1//! Timer state structures.
2//!
3//! This module contains the heart of the intrusive timer implementation, and as
4//! such the structures inside are full of tricky concurrency and unsafe code.
5//!
6//! # Ground rules
7//!
8//! The heart of the timer implementation here is the [`TimerShared`] structure,
9//! shared between the [`TimerEntry`] and the driver. Generally, we permit access
10//! to [`TimerShared`] ONLY via either 1) a mutable reference to [`TimerEntry`] or
11//! 2) a held driver lock.
12//!
13//! It follows from this that any changes made while holding BOTH 1 and 2 will
14//! be reliably visible, regardless of ordering. This is because of the acq/rel
15//! fences on the driver lock ensuring ordering with 2, and rust mutable
16//! reference rules for 1 (a mutable reference to an object can't be passed
17//! between threads without an acq/rel barrier, and same-thread we have local
18//! happens-before ordering).
19//!
20//! # State field
21//!
22//! Each timer has a state field associated with it. This field contains either
23//! the current scheduled time, or a special flag value indicating its state.
24//! This state can either indicate that the timer is on the 'pending' queue (and
25//! thus will be fired with an `Ok(())` result soon) or that it has already been
26//! fired/deregistered.
27//!
28//! This single state field allows for code that is firing the timer to
29//! synchronize with any racing `reset` calls reliably.
30//!
31//! # Cached vs true timeouts
32//!
33//! To allow for the use case of a timeout that is periodically reset before
34//! expiration to be as lightweight as possible, we support optimistically
35//! lock-free timer resets, in the case where a timer is rescheduled to a later
36//! point than it was originally scheduled for.
37//!
38//! This is accomplished by lazily rescheduling timers. That is, we update the
39//! state field with the true expiration of the timer from the holder of
40//! the [`TimerEntry`]. When the driver services timers (ie, whenever it's
41//! walking lists of timers), it checks this "true when" value, and reschedules
42//! based on it.
43//!
44//! We do, however, also need to track what the expiration time was when we
45//! originally registered the timer; this is used to locate the right linked
46//! list when the timer is being cancelled.

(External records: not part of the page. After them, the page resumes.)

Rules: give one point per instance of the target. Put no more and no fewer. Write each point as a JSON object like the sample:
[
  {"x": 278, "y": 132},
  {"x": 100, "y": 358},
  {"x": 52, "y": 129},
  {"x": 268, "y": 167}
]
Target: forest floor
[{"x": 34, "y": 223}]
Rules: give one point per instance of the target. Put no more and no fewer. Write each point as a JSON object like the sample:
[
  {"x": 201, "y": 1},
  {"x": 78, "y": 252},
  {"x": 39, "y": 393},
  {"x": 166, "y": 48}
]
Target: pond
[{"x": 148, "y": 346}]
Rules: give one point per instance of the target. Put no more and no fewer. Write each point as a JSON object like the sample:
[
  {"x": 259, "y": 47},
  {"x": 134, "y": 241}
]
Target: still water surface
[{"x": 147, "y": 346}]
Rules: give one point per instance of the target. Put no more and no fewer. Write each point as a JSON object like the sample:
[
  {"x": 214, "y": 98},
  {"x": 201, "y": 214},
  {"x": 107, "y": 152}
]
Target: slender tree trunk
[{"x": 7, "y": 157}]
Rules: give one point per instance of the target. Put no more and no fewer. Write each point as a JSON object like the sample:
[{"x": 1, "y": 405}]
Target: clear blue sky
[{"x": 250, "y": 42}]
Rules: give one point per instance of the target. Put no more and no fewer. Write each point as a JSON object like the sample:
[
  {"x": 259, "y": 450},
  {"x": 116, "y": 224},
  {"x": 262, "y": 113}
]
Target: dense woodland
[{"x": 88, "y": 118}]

This is referred to as the "cached
47//! when" internally.
48//!
49//! There is of course a race condition between timer reset and timer
50//! expiration. If the driver fails to observe the updated expiration time, it
51//! could trigger expiration of the timer too early. However, because
52//! [`mark_pending`][mark_pending] performs a compare-and-swap, it will identify this race and
53//! refuse to mark the timer as pending.
54//!
55//! [mark_pending]: TimerHandle::mark_pending
56
57use crate::loom::cell::UnsafeCell;
58use crate::loom::sync::atomic::AtomicU64;
59use crate::loom::sync::atomic::Ordering;
60
61use crate::runtime::scheduler;
62use crate::sync::AtomicWaker;
63use crate::time::Instant;
64use crate::util::linked_list;
65
66use std::cell::UnsafeCell as StdUnsafeCell;
67use std::task::{Context, Poll, Waker};
68use std::{marker::PhantomPinned, pin::Pin, ptr::NonNull};
69
70type TimerResult = Result<(), crate::time::error::Error>;
71
72const STATE_DEREGISTERED: u64 = u64::MAX;
73const STATE_PENDING_FIRE: u64 = STATE_DEREGISTERED - 1;
74const STATE_MIN_VALUE: u64 = STATE_PENDING_FIRE;
75/// The largest safe integer to use for ticks.
76///
77/// This value should be updated if any other signal values are added above.

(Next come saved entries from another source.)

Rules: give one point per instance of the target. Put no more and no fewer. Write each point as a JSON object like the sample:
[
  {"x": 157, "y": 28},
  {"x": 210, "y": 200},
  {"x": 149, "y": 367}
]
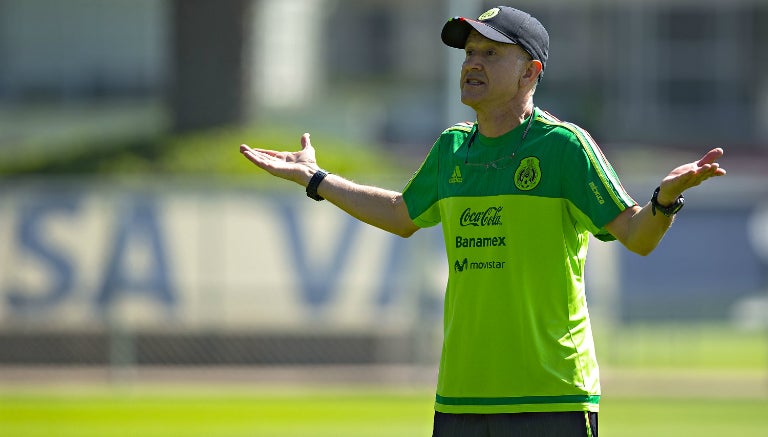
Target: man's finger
[
  {"x": 305, "y": 141},
  {"x": 711, "y": 156}
]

78pub(super) const MAX_SAFE_MILLIS_DURATION: u64 = u64::MAX - 2;
79
80/// This structure holds the current shared state of the timer - its scheduled
81/// time (if registered), or otherwise the result of the timer completing, as
82/// well as the registered waker.
83///
84/// Generally, the StateCell is only permitted to be accessed from two contexts:
85/// Either a thread holding the corresponding &mut TimerEntry, or a thread
86/// holding the timer driver lock. The write actions on the StateCell amount to
87/// passing "ownership" of the StateCell between these contexts; moving a timer
88/// from the TimerEntry to the driver requires _both_ holding the &mut
89/// TimerEntry and the driver lock, while moving it back (firing the timer)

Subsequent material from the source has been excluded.